TLDR: WEATHERARCHIVE-BENCH is a new benchmark for evaluating Retrieval-Augmented Generation (RAG) systems on historical weather archives. It aims to help climate scientists understand past societal responses to extreme weather by testing AI’s ability to retrieve relevant information from over a million noisy, archaic news segments and classify societal vulnerability and resilience indicators. The research found that traditional sparse retrieval methods often outperform modern dense AI retrievers on historical terminology, and while large language models can extract explicit facts, they struggle with complex reasoning about implicit socio-environmental impacts and system interdependencies.
Climate change is bringing more frequent and severe extreme weather events, making it crucial for policymakers to develop effective adaptation strategies. To do this, we need more than just current meteorological data; a deeper understanding of how communities, infrastructure, and economies have historically responded to climate hazards is essential. Historical archives, filled with primary source records, offer a rich, untapped resource for these narratives. They provide unique insights into societal vulnerability and resilience that are often missing from purely meteorological records.

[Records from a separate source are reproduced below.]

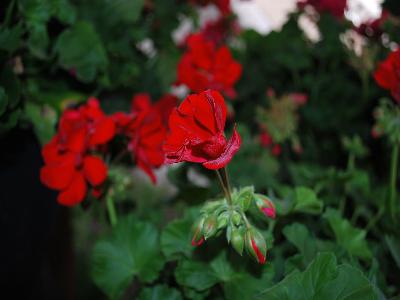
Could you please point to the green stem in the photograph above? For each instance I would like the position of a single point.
(224, 181)
(112, 214)
(393, 179)
(375, 218)
(351, 162)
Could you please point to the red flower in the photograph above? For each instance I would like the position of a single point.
(335, 7)
(387, 74)
(69, 165)
(146, 127)
(266, 206)
(197, 132)
(204, 66)
(223, 5)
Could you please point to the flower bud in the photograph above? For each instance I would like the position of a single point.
(236, 218)
(223, 220)
(255, 245)
(210, 226)
(237, 240)
(265, 205)
(198, 238)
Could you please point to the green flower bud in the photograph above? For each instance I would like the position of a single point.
(237, 240)
(244, 197)
(210, 226)
(236, 218)
(223, 220)
(255, 245)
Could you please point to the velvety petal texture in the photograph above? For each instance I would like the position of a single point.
(197, 132)
(205, 66)
(69, 164)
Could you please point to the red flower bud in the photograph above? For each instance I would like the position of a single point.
(198, 237)
(266, 206)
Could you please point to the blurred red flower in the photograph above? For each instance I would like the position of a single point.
(197, 132)
(335, 7)
(387, 75)
(146, 127)
(69, 163)
(224, 6)
(204, 66)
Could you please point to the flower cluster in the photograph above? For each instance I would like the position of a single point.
(206, 66)
(387, 75)
(146, 128)
(73, 158)
(197, 132)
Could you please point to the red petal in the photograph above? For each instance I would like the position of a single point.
(141, 102)
(75, 193)
(95, 170)
(58, 176)
(230, 150)
(103, 131)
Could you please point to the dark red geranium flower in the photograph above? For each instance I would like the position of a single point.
(387, 75)
(197, 132)
(335, 7)
(204, 66)
(69, 164)
(146, 127)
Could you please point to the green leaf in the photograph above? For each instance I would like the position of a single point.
(323, 279)
(10, 38)
(126, 10)
(176, 239)
(3, 100)
(238, 283)
(196, 275)
(306, 201)
(350, 238)
(299, 235)
(44, 120)
(160, 292)
(131, 250)
(80, 48)
(394, 247)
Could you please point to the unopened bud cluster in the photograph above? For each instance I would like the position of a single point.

However, transforming these vast, often noisy, and archaic historical documents into structured knowledge for climate research presents significant challenges. This is where a new benchmark called WEATHERARCHIVE-BENCH comes in. It’s the first benchmark specifically designed to evaluate Retrieval-Augmented Generation (RAG) systems on historical weather archives. RAG systems combine information retrieval with generative language models to improve performance on knowledge-intensive tasks.
WEATHERARCHIVE-BENCH includes two main tasks. The first, WeatherArchive-Retrieval, measures how well a system can find historically relevant passages from a collection of over one million archival news segments. The second, WeatherArchive-Assessment, evaluates whether Large Language Models (LLMs) can accurately classify indicators of societal vulnerability and resilience from these extreme weather narratives.
The dataset for this benchmark is extensive, comprising over one million OCR-parsed archival documents. These documents were collected from Southern Quebec, covering both a historical period (1880–1899) and a contemporary period (1995–2014). A crucial step in creating this dataset involved cleaning the digitized articles to correct Optical Character Recognition (OCR) errors using advanced AI models like GPT-4o, ensuring the text quality is suitable for analysis.
The research paper, titled WEATHERARCHIVE-BENCH: BENCHMARKING RETRIEVAL-AUGMENTED REASONING FOR HISTORICAL WEATHER ARCHIVES, highlights several key findings. Experiments with various retrieval models (sparse, dense, and re-ranking) and a diverse set of LLMs revealed that dense retrievers often struggle with historical terminology. In contrast, sparse lexical models, like BM25, performed surprisingly well, often matching or exceeding dense alternatives in ranking quality for top results. This is likely because climate-related queries often contain specific technical and domain-specific terms (e.g., “flood damage,” “hurricane casualties”), which sparse methods are better at capturing directly. The study also found that combining sparse methods with a re-ranking procedure can lead to even better performance.
When it comes to assessing societal vulnerability and resilience, the LLMs showed varying capabilities. Larger, proprietary models like Claude-Opus-4-1 generally performed best. Models were effective at identifying explicit indicators of exposure (the type of hazard) and adaptability (the capacity to respond and recover), where factual extraction is sufficient. However, they frequently misinterpreted or struggled with classifying sensitivity (how strongly a system is affected) and complex socio-environmental system effects, particularly on functional (e.g., health, energy, transportation) and spatial (e.g., local, regional, national) scales. This suggests that while LLMs can extract facts, reasoning about implicit relationships and complex interdependencies in historical contexts remains a significant challenge.
Also Read:
- New Benchmark Reveals LLMs Struggle with Real-World Causal Reasoning
- Unpacking Knowledge Collapse: How LLMs Shape Our Information Landscape
In conclusion, WEATHERARCHIVE-BENCH provides a vital resource for advancing climate-focused AI. It offers a standardized way to evaluate AI systems on historical climate data, transforming previously underutilized archival narratives into actionable intelligence. The findings underscore the need for future research to improve retrieval methods for archaic language and narrative structures, and to enhance LLMs’ ability to reason about complex socio-environmental systems beyond simple factual extraction.